At about 10 o'clock the Confederate artillery opened on us in double force, our line of cannon returned their fire, and for many hours the thunder of battle artillery continued to shake the hills around Gettysburg. I have been in many battles, but have never heard such continuous peals from cannoneering. The Confederate shells landed among us, burst over us, and their broken fragments seemed to surround us. Never did men take quietly such shelling as did our Union lines of battle. Our boys were wounded and killed, but never a murmur, except to desire to go forward.
Our cannon suddenly ceased firing, but the Johnnies flew a few more shells in our lines to complete, as they supposed, our annihilation. I stood up on a large rock to view the next move. It was cleared land in our front and to the right as far as I could see. I did not wait long before I saw a large body of Confederates come up over the rising ground, and then another large body followed; still in their right-rear another large body. They appeared to be moving in echelon. I said: "Boys, General Lee is going to charge us with his whole army." On the Johnnies came in splendid lines. It was a beautiful sight. I thought it was for the movement a manoeuver for Fourth of July parade. Our two lines of battle in front of us were fully prepared to receive the visitors, and we were prepared with our bayonets fixed to assist them. Not a shot had been fired from our side since the new movement began.
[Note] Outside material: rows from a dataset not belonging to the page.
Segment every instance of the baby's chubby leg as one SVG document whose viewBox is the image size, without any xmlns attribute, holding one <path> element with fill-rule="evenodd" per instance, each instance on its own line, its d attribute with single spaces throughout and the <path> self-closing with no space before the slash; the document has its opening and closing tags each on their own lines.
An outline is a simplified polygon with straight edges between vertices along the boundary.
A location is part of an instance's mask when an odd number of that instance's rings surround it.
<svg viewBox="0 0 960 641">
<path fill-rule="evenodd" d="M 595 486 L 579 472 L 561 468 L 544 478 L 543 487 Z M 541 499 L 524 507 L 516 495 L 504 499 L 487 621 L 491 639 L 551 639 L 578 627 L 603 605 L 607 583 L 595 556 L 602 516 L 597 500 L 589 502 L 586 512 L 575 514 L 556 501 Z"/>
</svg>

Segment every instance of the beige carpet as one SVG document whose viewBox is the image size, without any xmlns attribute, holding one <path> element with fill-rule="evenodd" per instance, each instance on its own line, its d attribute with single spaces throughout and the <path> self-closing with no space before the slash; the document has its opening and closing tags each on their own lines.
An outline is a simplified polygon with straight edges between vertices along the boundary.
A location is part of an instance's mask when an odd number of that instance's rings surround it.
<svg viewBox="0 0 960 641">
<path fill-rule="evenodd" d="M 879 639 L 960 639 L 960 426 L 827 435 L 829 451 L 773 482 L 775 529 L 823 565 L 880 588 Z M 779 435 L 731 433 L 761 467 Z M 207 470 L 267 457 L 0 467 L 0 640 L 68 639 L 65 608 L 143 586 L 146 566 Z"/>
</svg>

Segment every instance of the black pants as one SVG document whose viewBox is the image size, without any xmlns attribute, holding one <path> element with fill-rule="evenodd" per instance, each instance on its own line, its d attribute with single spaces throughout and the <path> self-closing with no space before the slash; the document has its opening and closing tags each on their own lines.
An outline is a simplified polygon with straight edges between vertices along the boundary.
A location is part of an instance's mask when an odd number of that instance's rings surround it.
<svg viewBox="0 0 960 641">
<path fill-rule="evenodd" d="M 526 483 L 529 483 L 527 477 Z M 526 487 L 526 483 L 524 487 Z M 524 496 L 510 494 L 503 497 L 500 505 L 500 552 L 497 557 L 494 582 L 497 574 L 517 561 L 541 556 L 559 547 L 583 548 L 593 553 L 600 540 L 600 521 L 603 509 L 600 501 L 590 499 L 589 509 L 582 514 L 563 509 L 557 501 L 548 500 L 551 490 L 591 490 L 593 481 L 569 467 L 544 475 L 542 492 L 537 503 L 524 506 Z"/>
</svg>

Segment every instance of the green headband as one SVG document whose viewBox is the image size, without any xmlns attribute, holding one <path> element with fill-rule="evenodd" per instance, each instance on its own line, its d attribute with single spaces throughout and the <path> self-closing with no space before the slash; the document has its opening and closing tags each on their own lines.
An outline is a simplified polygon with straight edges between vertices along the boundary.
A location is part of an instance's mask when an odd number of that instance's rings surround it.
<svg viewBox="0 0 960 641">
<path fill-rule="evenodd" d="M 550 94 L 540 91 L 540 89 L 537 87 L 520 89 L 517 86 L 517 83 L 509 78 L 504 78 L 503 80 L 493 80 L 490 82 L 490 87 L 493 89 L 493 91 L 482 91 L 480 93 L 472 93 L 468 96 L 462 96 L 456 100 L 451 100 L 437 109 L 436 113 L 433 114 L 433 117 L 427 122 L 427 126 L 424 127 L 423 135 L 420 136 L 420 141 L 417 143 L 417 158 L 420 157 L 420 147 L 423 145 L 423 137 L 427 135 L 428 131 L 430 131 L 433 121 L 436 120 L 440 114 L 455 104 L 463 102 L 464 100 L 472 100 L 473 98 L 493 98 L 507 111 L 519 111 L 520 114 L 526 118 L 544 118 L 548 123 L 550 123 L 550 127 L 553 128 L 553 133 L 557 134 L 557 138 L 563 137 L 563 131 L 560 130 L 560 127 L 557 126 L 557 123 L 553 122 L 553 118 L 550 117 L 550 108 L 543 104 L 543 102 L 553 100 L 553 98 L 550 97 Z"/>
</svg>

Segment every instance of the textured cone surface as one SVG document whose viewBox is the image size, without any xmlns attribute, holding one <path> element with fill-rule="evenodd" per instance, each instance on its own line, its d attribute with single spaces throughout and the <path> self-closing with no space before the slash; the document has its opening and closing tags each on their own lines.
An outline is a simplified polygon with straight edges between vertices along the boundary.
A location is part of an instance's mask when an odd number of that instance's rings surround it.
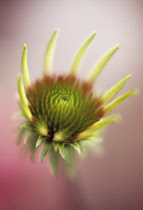
<svg viewBox="0 0 143 210">
<path fill-rule="evenodd" d="M 47 126 L 47 140 L 60 133 L 60 141 L 70 142 L 103 116 L 101 99 L 93 95 L 91 87 L 74 77 L 49 77 L 27 89 L 32 125 Z M 63 134 L 61 134 L 63 133 Z M 58 137 L 60 139 L 60 137 Z"/>
</svg>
The enemy moved on a double-quick with a cheer. Now they were in good range for grape, shrapnel and canister, and our reserved artillery opened on them, sweeping whole ranks into eternity. The men in our front also began their deadly fire, and before those noble and brave men got within call of our lines three-fourths were dying or dead. As a friendly breeze raised the smoke of battle, the field in our front showed the dreadful accuracy of our fire.General Meade came riding down the lines with his staff, and the rank and file greeted him with three cheers. We all knew General Lee would not advance further to battle, but what the next move would be on this 3rd of July, 1863, we could not conceive. Our lines remained the same during the night, and the 4th of July we buried many of the dead. General Lee began moving for home the night of the 3rd, after the disastrous defeat of his charging columns.